The civil society members appreciated the MPAs for making legislation after the 18th Amendment, which is an example for other provinces. They urged the legislators to make rules of business of all the new laws pertaining to human rights and labour welfare for their effective implementation.

Speaking on the occasion, Sindh Assembly Deputy Speaker Rehana Leghari said bureaucracy is the main hindrance in the implementation of the legislations and collective efforts are required to improve the human rights situation in the province. She stressed upon the need for a creative opposition and a cooperative treasury for legislation and policy action on human rights and labour rights.

The civil society activists informed the legislators that Pakistani businesses have greatly benefitted from the European Union’s Generalised Scheme of Preference (GSP)-Plus facility for duty-free exports of Pakistani products into all member countries of the EU.

Joint Director of Piler, Zulfiqar Shah, informed the meeting that Pakistan got GSP+ Status in 2014 and has already reaped significant economic benefits for five years now. The textile sector is the biggest beneficiary of the GSP+ scheme, which has a huge impact on Pakistan’s economy as its average share in the total exports in recent years is almost 60 per cent with a significant 8 per cent contribution to the GDP. The textile sector alone employs 40 per cent of the industrial workforce, he said.

Shah added that the preferential access to the EU market is conditional to Pakistan maintaining ratification and effective implementation of the key international conventions concerning human rights, including civil and political rights, labour rights, environmental protection and good governance.

“There is a general consensus that the GSP+ scheme is not only beneficial for Pakistan’s businesses and creates employment, it is also an agenda of greater improvement in the situation of human rights and labour rights, an area neglected for long,” he said. “It is quite important to make collective efforts to demonstrate both progress and commitment for compliance, which will result not only in continuation of the GSP+ but will open up new opportunities of international cooperation.”

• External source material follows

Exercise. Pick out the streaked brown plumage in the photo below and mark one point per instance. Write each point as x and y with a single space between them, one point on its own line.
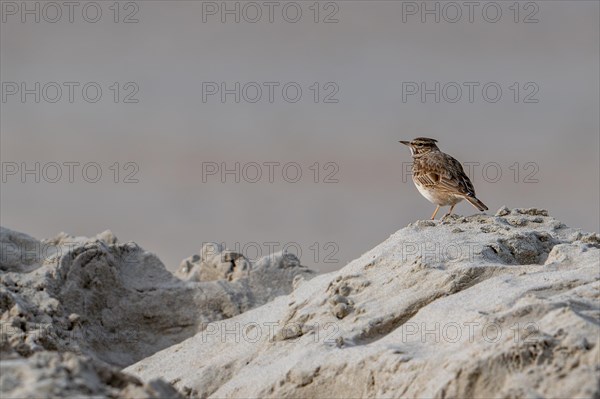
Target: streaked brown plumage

Shah said that Pakistan needs to implement key reforms to improve human rights and labour rights before the next GSP+ review report of EU due in January 2020. He suggested that provincial legislators must play the role of watchdog and oversee implementation on key commitments.

Former adviser to Sindh chief minister Dr Kaiser Bengali gave a presentation about his research about 25 years of Pakistan’s economy and said that there is dismal growth in both agriculture and manufacturing sectors which are main pillars of the economy.

He said our exports have not grown, whereas imports are increasing more. Currently, imports are increasing by 6.4 per cent, whereas exports at the rate of 4 per cent, which has aggravated the balance of trade of Pakistan.

According to Bengali, the average growth of major crops like wheat, rice, sugarcane and cotton during the last 25 years was only 1 per cent, whereas population is growing at the rate of 2.5 per cent. Our labour force growth is 3.5 per cent, so we are not producing enough food for our population, which would soon create a food crisis. You have to increase jobs at a rapid rate through increasing manufacturing industries, he added.

The noted economist further said that railway cargo transportation should be increased, which would save more fuel as transportation via trucks consumes 30 per cent more fuel than the railway. He recommended the formation of a holding company of both Pakistan Railways and NLC for cargo transportation.